🤖 AI Summary
Unsafe behaviors of large language models (LLMs) in real-world deployment pose critical risks, yet existing interpretability methods lack a unified, security-oriented analytical framework spanning the full model workflow—from input to reasoning to output.
Method: We conduct a systematic review of over 70 works and propose the first security-aware interpretability taxonomy grounded in LLM workflow stages. Integrating literature analysis, cross-method comparison, security-interpretability joint modeling, and toolchain mapping, we construct a structured knowledge graph that uncovers causal pathways through which explanation techniques enhance safety.

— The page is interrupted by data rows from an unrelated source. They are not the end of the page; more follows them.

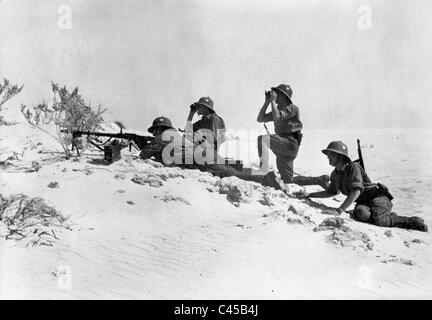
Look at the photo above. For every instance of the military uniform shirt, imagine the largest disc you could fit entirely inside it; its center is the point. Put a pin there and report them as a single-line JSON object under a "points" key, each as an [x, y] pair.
{"points": [[155, 148], [289, 121], [351, 177], [215, 124]]}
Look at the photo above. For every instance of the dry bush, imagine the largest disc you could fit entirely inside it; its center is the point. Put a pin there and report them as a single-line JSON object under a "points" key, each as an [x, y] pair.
{"points": [[68, 112], [7, 92]]}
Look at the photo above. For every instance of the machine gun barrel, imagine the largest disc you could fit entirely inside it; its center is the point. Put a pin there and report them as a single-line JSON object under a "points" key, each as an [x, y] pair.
{"points": [[139, 140]]}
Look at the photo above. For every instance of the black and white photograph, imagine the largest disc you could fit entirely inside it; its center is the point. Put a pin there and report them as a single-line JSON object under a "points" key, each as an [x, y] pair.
{"points": [[215, 150]]}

Contributions/Results: (1) We establish a theoretical paradigm for co-optimizing interpretability and safety; (2) we identify key technical gaps hindering practical adoption; and (3) we deliver an actionable, dual-audience guideline—tailored for both researchers and practitioners—to bridge theory and implementation in secure LLM development.
📝 Abstract
As large language models (LLMs) see wider real-world use, understanding and mitigating their unsafe behaviors is critical. Interpretation techniques can reveal causes of unsafe outputs and guide safety, but such connections with safety are often overlooked in prior surveys. We present the first survey that bridges this gap, introducing a unified framework that connects safety-focused interpretation methods, the safety enhancements they inform, and the tools that operationalize them. Our novel taxonomy, organized by LLM workflow stages, summarizes nearly 70 works at their intersections. We conclude with open challenges and future directions. This timely survey helps researchers and practitioners navigate key advancements for safer, more interpretable LLMs.